Le texto est programmé pour ce soir. La lettre de licenciement sera envoyée dans la foulée. C’est l'une des secrétaires des ressources humaines qui me l’a dit. Mécontente de devoir s’acquitter d’une telle tâche. Elle aussi a pris ce gosse en affection. Pas la seule femme du service à être sensible à mon jeune copilote de livraisons. Faut dire que c'est un beau mec et toujours de bonne humeur. En plus un gros bosseur, jamais en retard comme son prédécesseur. Il m’avait invité à sa crémaillère. Le premier appartement à son nom.
« Ma copine est enceinte». Il me l’avait annoncé dans le camion, deux mois auparavant. Comme un fils s’adressant à son père. Le sien s'était volatilisé peu après sa naissance.« Je...Tu… Ça me ferait vraiment super plaisir si tu acceptais d’être son parrain.». J’avais failli m’étrangler. Mes yeux restaient fixés sur le pare-brise. Parrain ? Non. Trop de responsabilités. Parrainer un gosse c’est du boulot à long terme. J'ai déjà assez d’ emmerdes avec mes deux fistons pour me rajouter de nouveaux soucis. . Je sentais son regard posé sur moi.
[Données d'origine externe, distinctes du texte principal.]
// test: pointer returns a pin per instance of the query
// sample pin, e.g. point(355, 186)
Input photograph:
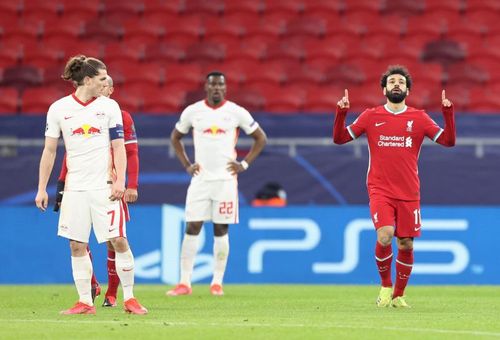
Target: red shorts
point(403, 215)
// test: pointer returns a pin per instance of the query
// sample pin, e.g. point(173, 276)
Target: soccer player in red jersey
point(395, 133)
point(130, 196)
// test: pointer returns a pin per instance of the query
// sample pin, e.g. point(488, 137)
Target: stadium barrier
point(297, 244)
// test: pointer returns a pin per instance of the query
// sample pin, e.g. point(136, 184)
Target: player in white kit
point(91, 125)
point(213, 192)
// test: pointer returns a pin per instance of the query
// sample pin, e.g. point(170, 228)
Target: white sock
point(188, 253)
point(125, 270)
point(82, 273)
point(221, 253)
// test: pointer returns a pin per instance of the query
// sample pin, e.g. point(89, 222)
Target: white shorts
point(215, 201)
point(82, 209)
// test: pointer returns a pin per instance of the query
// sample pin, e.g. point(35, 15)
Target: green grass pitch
point(257, 312)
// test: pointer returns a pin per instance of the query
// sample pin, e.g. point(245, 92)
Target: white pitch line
point(250, 324)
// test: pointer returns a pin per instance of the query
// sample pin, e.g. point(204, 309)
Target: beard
point(396, 98)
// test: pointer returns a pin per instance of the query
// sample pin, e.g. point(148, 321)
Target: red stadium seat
point(103, 31)
point(9, 100)
point(169, 100)
point(229, 28)
point(304, 74)
point(405, 8)
point(286, 50)
point(467, 74)
point(123, 9)
point(258, 74)
point(22, 76)
point(165, 8)
point(324, 53)
point(87, 10)
point(250, 99)
point(307, 27)
point(190, 27)
point(458, 94)
point(255, 7)
point(364, 97)
point(269, 29)
point(68, 27)
point(484, 101)
point(370, 6)
point(87, 48)
point(431, 26)
point(285, 99)
point(118, 52)
point(205, 52)
point(492, 6)
point(31, 30)
point(213, 7)
point(12, 8)
point(318, 7)
point(288, 8)
point(41, 9)
point(345, 74)
point(143, 32)
point(10, 53)
point(165, 52)
point(322, 99)
point(249, 50)
point(134, 72)
point(36, 101)
point(457, 6)
point(187, 74)
point(43, 55)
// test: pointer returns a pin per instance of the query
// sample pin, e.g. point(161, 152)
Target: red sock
point(113, 279)
point(404, 265)
point(93, 279)
point(383, 257)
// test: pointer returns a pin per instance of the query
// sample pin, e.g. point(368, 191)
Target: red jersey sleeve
point(431, 129)
point(359, 126)
point(64, 170)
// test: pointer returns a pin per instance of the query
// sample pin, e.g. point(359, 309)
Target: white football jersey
point(215, 133)
point(85, 129)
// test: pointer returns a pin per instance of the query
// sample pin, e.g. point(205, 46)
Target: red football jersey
point(394, 141)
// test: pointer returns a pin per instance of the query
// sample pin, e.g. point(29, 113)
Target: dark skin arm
point(259, 141)
point(180, 152)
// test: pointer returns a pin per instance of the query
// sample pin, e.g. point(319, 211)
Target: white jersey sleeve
point(185, 121)
point(52, 127)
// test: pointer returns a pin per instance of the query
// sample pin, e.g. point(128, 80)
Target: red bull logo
point(86, 131)
point(214, 130)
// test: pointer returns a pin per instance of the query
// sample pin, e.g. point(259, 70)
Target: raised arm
point(340, 133)
point(448, 137)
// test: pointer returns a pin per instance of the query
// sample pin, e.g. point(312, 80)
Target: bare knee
point(405, 243)
point(77, 248)
point(220, 229)
point(119, 244)
point(385, 235)
point(193, 228)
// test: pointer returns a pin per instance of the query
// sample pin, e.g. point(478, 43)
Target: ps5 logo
point(164, 263)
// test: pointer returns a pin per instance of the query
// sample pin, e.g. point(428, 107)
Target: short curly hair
point(396, 69)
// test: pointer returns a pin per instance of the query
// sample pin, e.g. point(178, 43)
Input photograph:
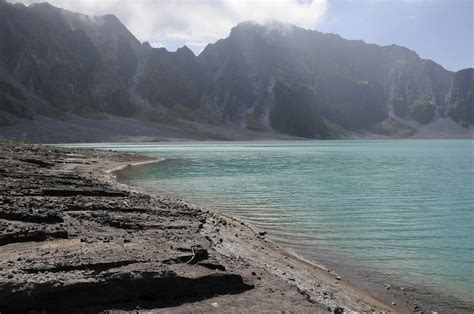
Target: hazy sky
point(441, 30)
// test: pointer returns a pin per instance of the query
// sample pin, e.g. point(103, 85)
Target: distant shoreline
point(133, 241)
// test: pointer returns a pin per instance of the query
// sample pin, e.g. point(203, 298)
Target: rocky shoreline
point(72, 238)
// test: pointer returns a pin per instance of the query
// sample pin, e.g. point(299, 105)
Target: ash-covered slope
point(75, 74)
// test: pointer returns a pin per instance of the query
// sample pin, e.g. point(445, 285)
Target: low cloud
point(173, 23)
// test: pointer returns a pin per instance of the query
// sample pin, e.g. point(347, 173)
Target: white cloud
point(195, 22)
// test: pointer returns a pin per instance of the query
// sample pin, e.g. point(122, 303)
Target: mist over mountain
point(65, 76)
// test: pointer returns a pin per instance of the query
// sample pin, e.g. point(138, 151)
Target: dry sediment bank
point(71, 237)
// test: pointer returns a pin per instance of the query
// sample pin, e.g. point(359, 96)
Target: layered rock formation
point(63, 66)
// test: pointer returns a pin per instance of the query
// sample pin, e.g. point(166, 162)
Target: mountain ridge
point(265, 80)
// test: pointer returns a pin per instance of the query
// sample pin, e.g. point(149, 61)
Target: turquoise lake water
point(402, 208)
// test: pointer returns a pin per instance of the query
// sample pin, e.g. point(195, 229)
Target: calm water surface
point(404, 209)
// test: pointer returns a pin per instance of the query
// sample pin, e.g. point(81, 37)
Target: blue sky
point(441, 30)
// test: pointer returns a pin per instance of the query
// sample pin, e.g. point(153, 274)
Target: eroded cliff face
point(461, 97)
point(266, 78)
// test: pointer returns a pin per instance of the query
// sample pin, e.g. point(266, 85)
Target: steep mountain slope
point(461, 97)
point(60, 69)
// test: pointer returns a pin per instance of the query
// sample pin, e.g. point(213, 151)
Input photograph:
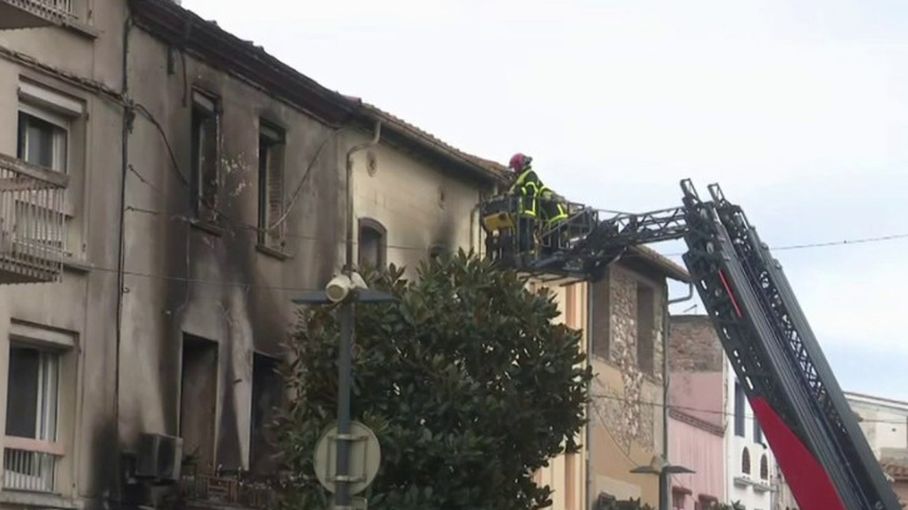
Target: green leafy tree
point(468, 383)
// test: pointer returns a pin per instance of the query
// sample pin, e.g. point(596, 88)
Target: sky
point(798, 109)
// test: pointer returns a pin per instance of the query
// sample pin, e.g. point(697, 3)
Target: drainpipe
point(664, 478)
point(342, 496)
point(116, 492)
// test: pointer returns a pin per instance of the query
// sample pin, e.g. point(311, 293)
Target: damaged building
point(167, 188)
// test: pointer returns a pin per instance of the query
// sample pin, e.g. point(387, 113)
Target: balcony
point(36, 13)
point(29, 465)
point(239, 490)
point(32, 227)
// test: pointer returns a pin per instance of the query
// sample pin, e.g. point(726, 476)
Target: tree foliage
point(468, 383)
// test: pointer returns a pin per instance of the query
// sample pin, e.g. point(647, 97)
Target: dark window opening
point(739, 410)
point(271, 186)
point(198, 399)
point(600, 315)
point(646, 319)
point(372, 243)
point(204, 178)
point(266, 397)
point(31, 405)
point(41, 142)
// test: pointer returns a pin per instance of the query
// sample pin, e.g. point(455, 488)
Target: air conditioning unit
point(159, 457)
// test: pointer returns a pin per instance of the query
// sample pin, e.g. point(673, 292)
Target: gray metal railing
point(32, 226)
point(31, 471)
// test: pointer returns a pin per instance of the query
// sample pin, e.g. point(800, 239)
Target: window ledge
point(76, 265)
point(82, 29)
point(272, 252)
point(32, 499)
point(207, 227)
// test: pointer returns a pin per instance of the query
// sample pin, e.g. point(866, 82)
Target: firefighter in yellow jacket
point(536, 204)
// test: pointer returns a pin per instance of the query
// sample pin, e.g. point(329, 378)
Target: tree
point(466, 380)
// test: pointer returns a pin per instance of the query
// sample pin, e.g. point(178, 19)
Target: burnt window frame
point(600, 318)
point(272, 144)
point(375, 226)
point(645, 295)
point(206, 107)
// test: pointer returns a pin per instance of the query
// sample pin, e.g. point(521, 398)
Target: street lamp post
point(660, 466)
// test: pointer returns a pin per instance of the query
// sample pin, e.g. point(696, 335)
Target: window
point(678, 498)
point(266, 396)
point(372, 243)
point(43, 138)
point(271, 185)
point(646, 318)
point(739, 410)
point(600, 313)
point(31, 451)
point(198, 396)
point(204, 178)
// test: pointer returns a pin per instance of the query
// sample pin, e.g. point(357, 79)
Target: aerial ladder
point(815, 436)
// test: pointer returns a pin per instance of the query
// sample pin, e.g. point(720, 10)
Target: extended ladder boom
point(776, 357)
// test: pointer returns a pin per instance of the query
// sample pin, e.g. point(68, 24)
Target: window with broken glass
point(271, 224)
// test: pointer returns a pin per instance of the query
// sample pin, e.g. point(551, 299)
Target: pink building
point(697, 414)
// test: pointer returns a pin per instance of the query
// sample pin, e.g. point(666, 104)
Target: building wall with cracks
point(203, 302)
point(71, 75)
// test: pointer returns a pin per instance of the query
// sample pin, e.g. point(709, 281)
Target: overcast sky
point(799, 109)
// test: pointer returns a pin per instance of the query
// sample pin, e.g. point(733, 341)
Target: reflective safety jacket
point(529, 189)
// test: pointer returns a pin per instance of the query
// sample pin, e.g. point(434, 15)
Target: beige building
point(192, 185)
point(623, 317)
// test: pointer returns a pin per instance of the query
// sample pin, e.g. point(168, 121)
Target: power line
point(712, 411)
point(826, 244)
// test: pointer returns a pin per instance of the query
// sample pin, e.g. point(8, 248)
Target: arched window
point(372, 243)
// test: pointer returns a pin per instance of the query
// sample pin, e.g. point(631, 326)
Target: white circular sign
point(365, 457)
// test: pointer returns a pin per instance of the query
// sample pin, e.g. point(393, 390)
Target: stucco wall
point(83, 305)
point(420, 203)
point(692, 447)
point(626, 426)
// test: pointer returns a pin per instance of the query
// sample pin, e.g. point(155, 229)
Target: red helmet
point(520, 162)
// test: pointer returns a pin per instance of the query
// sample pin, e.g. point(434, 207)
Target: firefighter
point(536, 204)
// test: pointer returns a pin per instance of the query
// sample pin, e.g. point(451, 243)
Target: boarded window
point(600, 312)
point(372, 243)
point(646, 319)
point(204, 178)
point(266, 396)
point(198, 401)
point(42, 139)
point(271, 186)
point(739, 410)
point(31, 404)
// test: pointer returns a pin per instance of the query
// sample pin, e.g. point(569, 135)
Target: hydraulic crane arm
point(776, 357)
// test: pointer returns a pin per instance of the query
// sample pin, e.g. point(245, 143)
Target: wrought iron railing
point(235, 488)
point(51, 9)
point(32, 222)
point(30, 465)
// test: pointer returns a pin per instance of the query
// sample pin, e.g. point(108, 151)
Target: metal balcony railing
point(36, 13)
point(32, 226)
point(30, 465)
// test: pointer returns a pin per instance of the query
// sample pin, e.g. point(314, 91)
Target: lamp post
point(346, 290)
point(660, 466)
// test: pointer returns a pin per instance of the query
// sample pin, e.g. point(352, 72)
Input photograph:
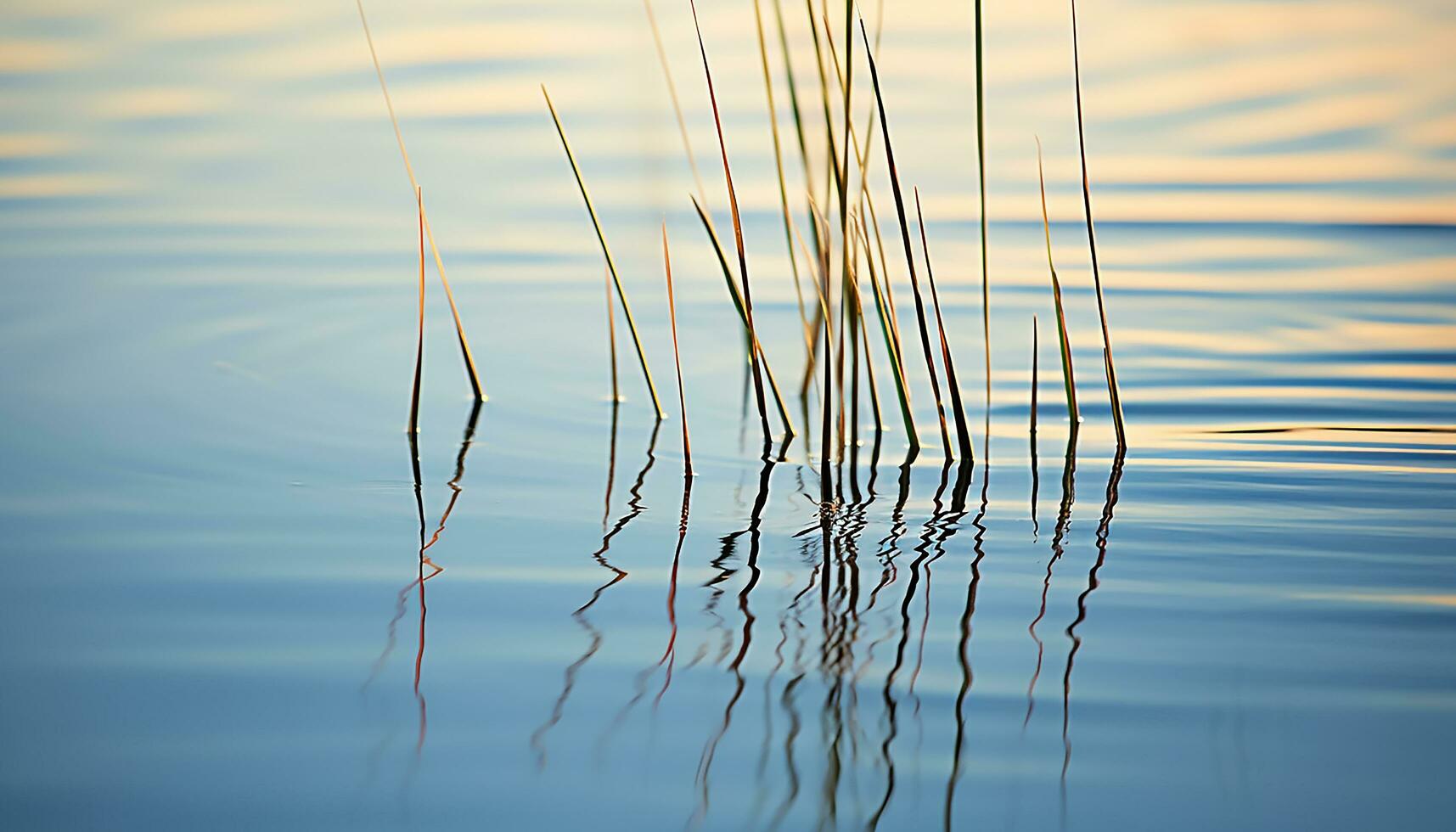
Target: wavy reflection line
point(788, 698)
point(967, 614)
point(580, 614)
point(890, 544)
point(1059, 537)
point(755, 532)
point(926, 554)
point(1103, 532)
point(670, 652)
point(402, 596)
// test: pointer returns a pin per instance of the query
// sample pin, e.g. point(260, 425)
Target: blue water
point(211, 541)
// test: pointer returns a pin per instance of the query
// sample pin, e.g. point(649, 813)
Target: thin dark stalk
point(909, 246)
point(472, 374)
point(606, 251)
point(1036, 382)
point(981, 164)
point(863, 334)
point(963, 433)
point(677, 359)
point(737, 233)
point(778, 166)
point(419, 346)
point(1114, 396)
point(677, 107)
point(843, 200)
point(1067, 374)
point(743, 317)
point(612, 335)
point(891, 347)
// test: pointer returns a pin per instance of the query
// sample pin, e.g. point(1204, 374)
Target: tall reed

En attente de la réponse. J’ai hoché la tête. Il m’avait broyé le bras. Sans un mot. Devenu parrain républicain dans ma cabine.
Il jette un coup d'œil à sa montre. Pressé d'arriver sur le lieu de la livraison. « J’espère qu’on va au moins les croiser.». Les yeux lumineux d’un gosse devant une vitrine. Si ému à l’idée de franchir le seuil de gens comme eux. Un gosse qui ne sait pas encore qu’il fait partie de la première charrette. « Faut se serrer la ceinture. La conjoncture nationale et internationale est très dure.». Le discours du directeur de l’usine était explicite. Des mots austères et un ton sentencieux pour annoncer les temps difficiles. On s’y attendait. Préparés depuis des mois et des mois avec des rapports d’audit de plus en plus alarmistes sur l’état du groupe. Même si nous savions que lui et les autres dirigeants ne cessaient d’augmenter leur salaire. Les actionnaires avaient le moral au beau fixe. Le luxe se porte aussi bien que la crise.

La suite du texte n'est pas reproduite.